A neighbor to legalism is sarcasm. Let me explain. Legalism hurts because it makes snap judgments. Often times, when a sharp or cutting remark is made on top of the judgment, it is like pouring salt into a fresh wound. Legalism and sarcasm are catalysts.
Sarcasm thinks, “As if you could possibly be right!” Sarcasm says, “As if you really have any worth or value as a human being!”
Life is too short not to enjoy it and do so with other people. Doing that requires “gray” thinking. Don’t be daunted by this metaphorical phrase. Simply put it into use by being open toward others; their views, beliefs, likes & dislikes.
Here is an aside: if someone you meet and get to know turns out to be a member of a hate group or tells you their favorite pastime is pornography, this is a time to make use of your other friend, common sense. If you know a person engaged in such activities, I advise telling them calmly that interest in activities that demean or look down on others is wrong and you cannot support that. They might not change; each sober-minded person is accountable for themselves.
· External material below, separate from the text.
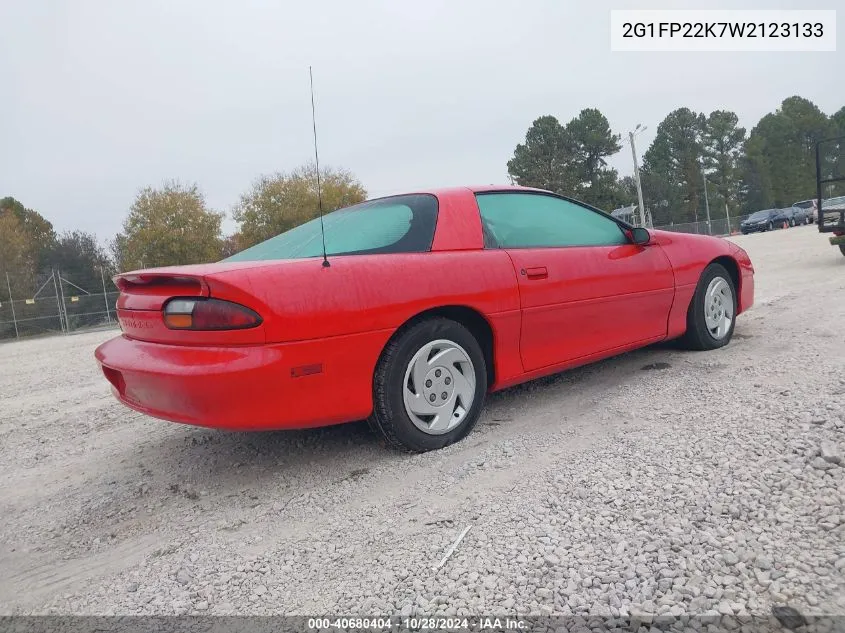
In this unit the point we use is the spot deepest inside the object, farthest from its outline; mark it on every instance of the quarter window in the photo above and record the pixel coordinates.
(399, 224)
(534, 220)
If you are of a faith, you can pray for the person, but then you need to let go and move on (did I mention there are an estimated 7 billion people on the earth? That is a lot of people!
We on the autism spectrum as a growing minority must take the high road. Don’t try and beat your hurt feelings by joining in with the person who hurt you. You may wish to pray for them (though your feelings at the moment tell you otherwise). You might wish to simply say “That wasn’t very nice.” If they defend themselves using legalistic thinking and sarcastic words, let them have at it-but don’t reply. A fire without fuel dies sooner or later. On social media such as Google+, which I use, you may have to block a few people. Never tolerate harassment and bullying from anyone. For each person I have to block, several decent people take their place. Summed up, life goes on. I hope you choose to spend it with positive people who in turn cannot do anything less that inspire and encourage you.
Let us be open to people of other beliefs, opinions and ideas. It will not only inspire, but define us as stable, humble, gray people!